A “Barbie Estereotipada” assumirá a liderança frente às demandas pessoais que ameaçam as demais.

Os Kens não têm acesso à festa que é só para meninas. A relação sexual não existe, tampouco a reprodução e paternidade, visto que nem a Barbie grávida tem histórico de relacionamento.

Esse mundo imaginário tem influência do real, no qual os sentimentos de uma mãe que tem uma filha feminista anti-Barbie somatizam-se na estereotipada. Por isso, e por pensar na morte, seu pé fica chato e surgem celulites.

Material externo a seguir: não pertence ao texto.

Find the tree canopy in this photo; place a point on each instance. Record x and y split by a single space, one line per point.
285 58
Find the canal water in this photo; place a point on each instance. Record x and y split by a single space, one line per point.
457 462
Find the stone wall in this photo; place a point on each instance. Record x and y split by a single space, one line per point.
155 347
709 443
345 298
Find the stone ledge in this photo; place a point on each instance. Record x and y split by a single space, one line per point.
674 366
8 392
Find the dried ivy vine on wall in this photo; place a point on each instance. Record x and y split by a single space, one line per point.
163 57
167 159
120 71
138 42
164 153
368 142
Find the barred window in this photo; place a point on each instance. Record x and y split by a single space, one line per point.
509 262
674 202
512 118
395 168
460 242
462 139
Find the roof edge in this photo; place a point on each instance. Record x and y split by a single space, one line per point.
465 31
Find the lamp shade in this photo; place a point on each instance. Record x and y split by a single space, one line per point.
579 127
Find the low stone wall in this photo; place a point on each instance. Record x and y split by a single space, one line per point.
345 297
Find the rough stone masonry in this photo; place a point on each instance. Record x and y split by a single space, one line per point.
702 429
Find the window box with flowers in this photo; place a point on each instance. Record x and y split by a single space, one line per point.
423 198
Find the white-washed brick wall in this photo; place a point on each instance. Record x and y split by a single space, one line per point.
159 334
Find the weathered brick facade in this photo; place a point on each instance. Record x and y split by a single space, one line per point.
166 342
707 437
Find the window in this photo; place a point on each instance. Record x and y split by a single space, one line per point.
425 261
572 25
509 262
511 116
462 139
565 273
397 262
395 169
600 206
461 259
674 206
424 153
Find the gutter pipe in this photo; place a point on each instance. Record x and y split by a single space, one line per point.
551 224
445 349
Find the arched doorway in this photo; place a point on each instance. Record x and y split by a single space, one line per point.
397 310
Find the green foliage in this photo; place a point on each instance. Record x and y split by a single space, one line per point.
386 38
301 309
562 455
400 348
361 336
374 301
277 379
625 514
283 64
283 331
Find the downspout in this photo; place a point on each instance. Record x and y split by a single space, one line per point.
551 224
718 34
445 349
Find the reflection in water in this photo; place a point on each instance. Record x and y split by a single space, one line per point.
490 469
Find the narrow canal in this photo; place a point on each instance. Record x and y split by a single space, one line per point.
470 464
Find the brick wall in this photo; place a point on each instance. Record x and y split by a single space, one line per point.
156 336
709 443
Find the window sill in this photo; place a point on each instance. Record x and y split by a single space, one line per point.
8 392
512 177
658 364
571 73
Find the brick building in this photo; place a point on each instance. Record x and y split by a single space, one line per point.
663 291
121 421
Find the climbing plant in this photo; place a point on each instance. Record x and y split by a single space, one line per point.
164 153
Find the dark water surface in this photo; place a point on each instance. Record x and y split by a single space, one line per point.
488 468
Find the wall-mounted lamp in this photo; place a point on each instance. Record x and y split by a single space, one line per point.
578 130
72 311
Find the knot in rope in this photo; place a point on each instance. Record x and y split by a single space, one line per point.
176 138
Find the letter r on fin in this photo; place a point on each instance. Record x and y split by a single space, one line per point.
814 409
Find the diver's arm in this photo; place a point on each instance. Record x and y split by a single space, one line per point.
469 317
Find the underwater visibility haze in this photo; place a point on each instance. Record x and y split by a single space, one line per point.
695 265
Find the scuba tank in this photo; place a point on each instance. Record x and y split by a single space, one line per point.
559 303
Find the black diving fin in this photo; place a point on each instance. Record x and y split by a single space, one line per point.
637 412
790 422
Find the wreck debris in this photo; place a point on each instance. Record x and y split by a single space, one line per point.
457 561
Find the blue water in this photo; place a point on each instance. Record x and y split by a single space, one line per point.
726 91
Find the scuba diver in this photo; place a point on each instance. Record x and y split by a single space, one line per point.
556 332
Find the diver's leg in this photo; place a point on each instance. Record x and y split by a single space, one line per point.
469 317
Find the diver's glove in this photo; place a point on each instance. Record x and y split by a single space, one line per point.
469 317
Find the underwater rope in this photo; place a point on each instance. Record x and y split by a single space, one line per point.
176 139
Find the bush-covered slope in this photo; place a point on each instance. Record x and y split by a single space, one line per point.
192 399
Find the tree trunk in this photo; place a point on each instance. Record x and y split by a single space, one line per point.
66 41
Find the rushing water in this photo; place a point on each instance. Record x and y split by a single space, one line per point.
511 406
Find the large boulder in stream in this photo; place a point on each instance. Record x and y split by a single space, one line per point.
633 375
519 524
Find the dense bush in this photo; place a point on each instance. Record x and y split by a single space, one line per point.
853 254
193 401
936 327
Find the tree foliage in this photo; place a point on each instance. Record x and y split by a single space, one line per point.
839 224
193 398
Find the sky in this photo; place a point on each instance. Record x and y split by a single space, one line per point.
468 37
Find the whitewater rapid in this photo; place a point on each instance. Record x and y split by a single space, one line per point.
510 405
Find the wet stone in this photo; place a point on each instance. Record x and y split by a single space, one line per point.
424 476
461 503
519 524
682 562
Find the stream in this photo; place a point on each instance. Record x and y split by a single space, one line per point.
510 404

A demanda de “conserto” é endereçada à única que é madura, que passou pela mesma situação, conhecida como “Barbie estranha”, possível representante da lesbianidade, discriminada (visto que é protagonizada pela atriz lésbica Kate McKinnon).

A “Estranha” recomenda que a “Estereotipada” vá procurar a menina e a mãe causadoras de seu estrago no mundo real.

Barbie, protagonista, vai tentar o conserto na realidade, na companhia clandestina de Ken, seu apaixonado platônico, castrado no real do corpo.

O poder masculino, em um patriarcado modernizado, nega de modo dissimulado a exclusão feminina, mas se incomoda com o desconforto que a “estereotipada” vem a causar nesse arranjo.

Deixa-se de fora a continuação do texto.